La réussite d’une lineup tall ball dans la NBA moderne repose sur plusieurs points. D’abord, et c’est peut-être évident puisque c’est le cas pour n’importe quelle équipe, mais disons le tout de même, il faut une défense en béton. Et plus précisément, celle des intérieurs. Dans le cas des Wolves, l’équation défensive est assez simple : KAT n’est pas un excellent défenseur, loin s’en faut, mais Rudy Gobert est l’un des meilleurs de la Ligue. Le meilleur dans la protection du cercle, c’est certain, mais il a besoin d’aide au périmètre. C’est là qu’intervient KAT : s’il n’est pas le meilleur dans ce domaine, il assure que sa polyvalence et sa mobilité peuvent lui permettre de soulager le travail du Français sur les extérieurs, et ainsi l’autoriser à rester plus profond dans la raquette pour continuer de protéger son panier comme il sait le faire. À l’inverse, avec les qualités de Rudy, KAT peut se permettre de se « reposer » un minimum en défense pour mieux faire ressortir ses qualités offensives. En plus de cela, les qualités défensives du poste 3, en l’occurrence Jaden McDaniels, sont parfaitement complémentaires avec celles de Gobert.

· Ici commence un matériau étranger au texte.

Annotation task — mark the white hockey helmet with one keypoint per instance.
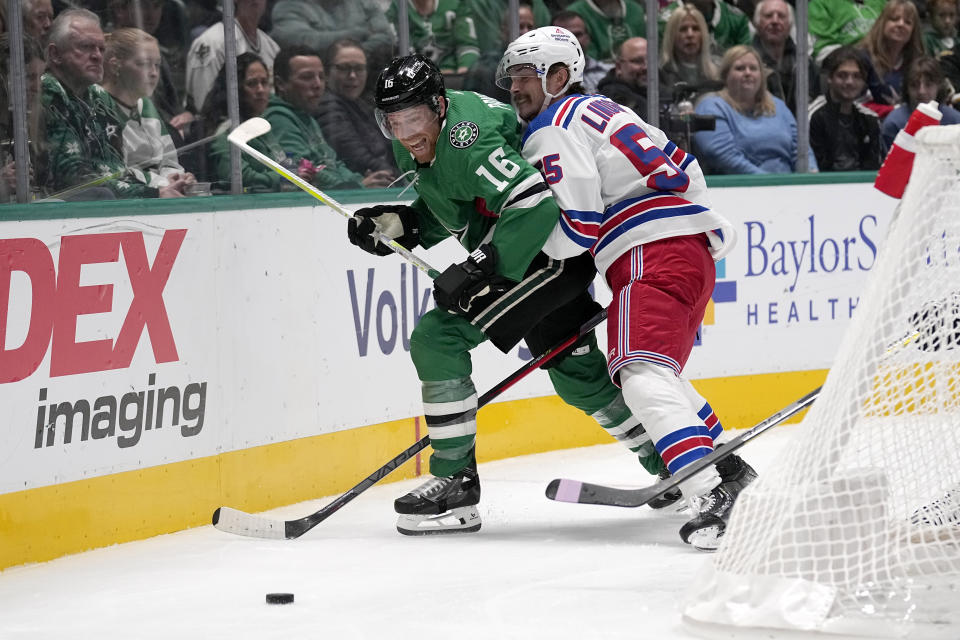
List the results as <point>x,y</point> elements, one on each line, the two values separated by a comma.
<point>541,49</point>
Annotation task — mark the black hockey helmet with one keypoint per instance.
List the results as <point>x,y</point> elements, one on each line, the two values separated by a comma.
<point>408,81</point>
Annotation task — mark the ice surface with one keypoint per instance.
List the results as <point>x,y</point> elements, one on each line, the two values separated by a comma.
<point>537,569</point>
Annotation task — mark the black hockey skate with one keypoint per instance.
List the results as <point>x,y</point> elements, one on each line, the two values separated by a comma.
<point>708,526</point>
<point>667,498</point>
<point>441,505</point>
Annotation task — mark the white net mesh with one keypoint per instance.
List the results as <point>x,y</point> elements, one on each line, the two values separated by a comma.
<point>856,530</point>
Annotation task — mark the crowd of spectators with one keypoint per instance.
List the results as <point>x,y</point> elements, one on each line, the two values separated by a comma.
<point>128,98</point>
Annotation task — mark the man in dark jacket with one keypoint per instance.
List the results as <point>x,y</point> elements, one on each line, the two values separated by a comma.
<point>626,83</point>
<point>844,135</point>
<point>773,20</point>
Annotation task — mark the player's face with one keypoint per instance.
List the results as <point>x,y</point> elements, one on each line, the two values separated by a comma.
<point>306,84</point>
<point>417,129</point>
<point>846,83</point>
<point>526,92</point>
<point>255,90</point>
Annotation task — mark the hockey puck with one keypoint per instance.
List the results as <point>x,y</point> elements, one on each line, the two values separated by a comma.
<point>279,598</point>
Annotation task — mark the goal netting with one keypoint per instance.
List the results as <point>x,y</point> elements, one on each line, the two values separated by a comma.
<point>855,528</point>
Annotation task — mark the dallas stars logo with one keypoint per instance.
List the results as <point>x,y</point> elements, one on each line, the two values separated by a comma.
<point>463,134</point>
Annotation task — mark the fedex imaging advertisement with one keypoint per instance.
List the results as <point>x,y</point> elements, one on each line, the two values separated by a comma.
<point>133,342</point>
<point>99,348</point>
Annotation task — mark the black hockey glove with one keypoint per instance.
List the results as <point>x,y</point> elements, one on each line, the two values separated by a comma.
<point>396,221</point>
<point>470,286</point>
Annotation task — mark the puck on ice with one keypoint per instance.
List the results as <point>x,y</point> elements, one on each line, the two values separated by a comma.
<point>279,598</point>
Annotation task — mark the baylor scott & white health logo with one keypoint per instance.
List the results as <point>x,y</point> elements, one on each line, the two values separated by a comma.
<point>463,134</point>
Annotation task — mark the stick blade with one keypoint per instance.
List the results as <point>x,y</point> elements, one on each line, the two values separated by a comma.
<point>248,130</point>
<point>575,491</point>
<point>242,523</point>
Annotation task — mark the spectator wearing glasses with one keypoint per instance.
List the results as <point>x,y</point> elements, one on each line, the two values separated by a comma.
<point>317,24</point>
<point>773,20</point>
<point>85,143</point>
<point>254,94</point>
<point>300,81</point>
<point>593,70</point>
<point>37,18</point>
<point>844,135</point>
<point>626,83</point>
<point>345,116</point>
<point>207,53</point>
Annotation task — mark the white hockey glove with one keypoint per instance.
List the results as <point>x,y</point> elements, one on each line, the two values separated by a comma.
<point>395,221</point>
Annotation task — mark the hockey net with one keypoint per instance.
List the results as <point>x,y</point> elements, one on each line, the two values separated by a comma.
<point>855,528</point>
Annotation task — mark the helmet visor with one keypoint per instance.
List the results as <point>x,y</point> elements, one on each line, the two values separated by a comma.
<point>406,123</point>
<point>506,75</point>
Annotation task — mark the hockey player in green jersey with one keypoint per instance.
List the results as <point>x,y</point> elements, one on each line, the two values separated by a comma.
<point>473,184</point>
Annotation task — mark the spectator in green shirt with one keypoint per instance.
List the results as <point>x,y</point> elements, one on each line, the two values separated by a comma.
<point>610,23</point>
<point>300,81</point>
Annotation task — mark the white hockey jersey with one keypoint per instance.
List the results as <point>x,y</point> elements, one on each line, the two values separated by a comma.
<point>619,181</point>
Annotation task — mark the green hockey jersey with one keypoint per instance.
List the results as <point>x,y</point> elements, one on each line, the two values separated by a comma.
<point>478,188</point>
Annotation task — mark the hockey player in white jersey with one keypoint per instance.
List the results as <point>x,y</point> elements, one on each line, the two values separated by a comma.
<point>639,205</point>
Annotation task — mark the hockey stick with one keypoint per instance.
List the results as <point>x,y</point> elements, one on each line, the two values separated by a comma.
<point>246,524</point>
<point>58,196</point>
<point>564,490</point>
<point>255,127</point>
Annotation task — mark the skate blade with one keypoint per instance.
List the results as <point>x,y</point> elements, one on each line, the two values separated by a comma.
<point>459,520</point>
<point>677,506</point>
<point>706,539</point>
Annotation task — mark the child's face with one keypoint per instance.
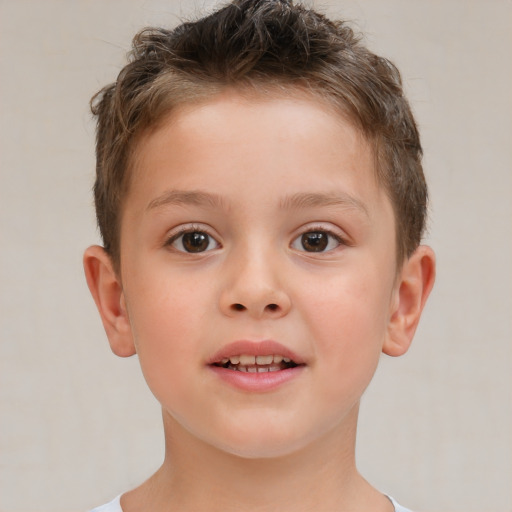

Cette défense, pour avoir un réel impact, doit évidemment être suivie d’une puissance d’attaque comparable. C’est simple : en théorie, pendant que les twin towers se régalent à l’intérieur, le backcourt règne en maître au périmètre et s’occupe de la création offensive. Il faut donc du talent offensif, beaucoup de talent offensif, pour permettre au système de fonctionner. Et du talent, ce n’est pas ce qui manque dans cette équipe, entre Anthony Edwards et D’Angelo Russell. S’il y a bien un aspect pour lequel on ne craint rien au sein de cette équipe, c’est la production en attaque, qui sera assurée tous les soirs. Et puis Karl-Anthony Towns n’est pas qu’un intérieur. Il est capable de jouer en isolation à l’extérieur, de se créer son shoot, de tirer à trois points… La polyvalence offensive de l’ailier-fort, dans une lineup tall ball et dans la NBA actuelle, est primordiale, notamment pour ne pas boucher l’accès à la raquette à un arrière aussi explosif qu’Anthony Edwards. KAT est un joueur offensif formidable, et rattrape les limites de Rudy Gobert dans ce domaine, comme le Français le fait pour lui en défense.

Cette association offensive pourra fonctionner grâce à cette complémentarité. Karl-Anthony Towns aime s’écarter du cercle pour shooter à trois points, avec ses 41% de réussite il est l’un des meilleurs intérieurs all-time dans la catégorie, ce qui libèrera l’espace dans la raquette pour Rudy, les défenses étant obligées de suivre KAT pour ne pas le laisser ouvert. Rudy Gobert est quant à lui un finisseur qui reste sur sa meilleure saison à l’adresse avec plus de 71% de réussite. Les deux bigs profiteront donc des qualités de l’un et de l’autre pour être plus libre et tenter de maximiser leur efficacité offensive. Pendant la Summer League, le coach Chris Finch nous a donné un premier-avant goût de la manière dont il veut utiliser le Français en attaque :

« On veut aussi utiliser Rudy en tant que suiveur de ballon, qui va venir poser des écrans un peu partout, pour jouer le pick-and-roll. C’est à nous de le voir quand il est ouvert et de le trouver. Notre équipe partage bien le ballon donc ça ne m’inquiète pas trop. »

Il faudra s’avoir s’appuyer sur cette complémentarité, mais cela passe sûrement aussi par le développement du jeu offensif de Rudy Gobert. Mais à 30 ans, en a-t-il encore la capacité ? Si ce n’est pas le cas, gare à l’échec cuisant. Dans le cas contraire, le tall ball à la sauce Timberwolves est peut-être la vraie bonne idée de cette saison. Et si ça marche pour les Wolves comme ça a marché pour les Cavs, on se dirige peut-être vers un changement de paradigme en NBA.

Le tall ball version Minnesota Timberwolves a beaucoup à prouver dans une Ligue qui fait la part belle aux shooteurs et aux intérieurs polyvalents défensivement. Mais le plan semble être réfléchi de la part de Tim Connelly et Chris Finch, pour emmener leur équipe loin dans les Playoffs de l’Ouest.